Rzecznik prokuratury powiedział Apollo News: “Śledztwo jest w toku. Nie można podać żadnych dalszych informacji w celu ochrony dochodzenia”,
Bolz jest znanym komentatorem politycznym, który często pojawia się w talk show i ma ponad 91 000 obserwujących na X.
Prawnik ds. mediów Joachim Steinhöfel, który doradza emerytowanemu profesorowi mediów, potępił nalot w oświadczeniu przekazanym Apollo News: “Jesteśmy tutaj świadkami alarmującej utraty kontroli przez wymiar sprawiedliwości w sprawach karnych, która najwyraźniej dotknęła także Federalny Urząd Policji Kryminalnej.
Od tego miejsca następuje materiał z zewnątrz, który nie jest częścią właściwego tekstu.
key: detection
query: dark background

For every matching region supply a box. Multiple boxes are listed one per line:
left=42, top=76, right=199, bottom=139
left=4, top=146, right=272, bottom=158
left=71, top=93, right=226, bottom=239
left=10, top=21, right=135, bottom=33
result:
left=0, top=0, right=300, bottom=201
Kiedy znany naukowiec zajmujący się mediami, taki jak profesor Bolz, musi znosić przeszukanie domu z powodu wyraźnie ironicznego tweeta, to w naszym państwie konstytucyjnym coś jest zasadniczo nie tak.”
“Nie może być tak, że wiodące władze najwyraźniej nie są już w stanie rozróżnić propagandy przestępczej od dopuszczalnego wyrażania opinii ”
- dodał.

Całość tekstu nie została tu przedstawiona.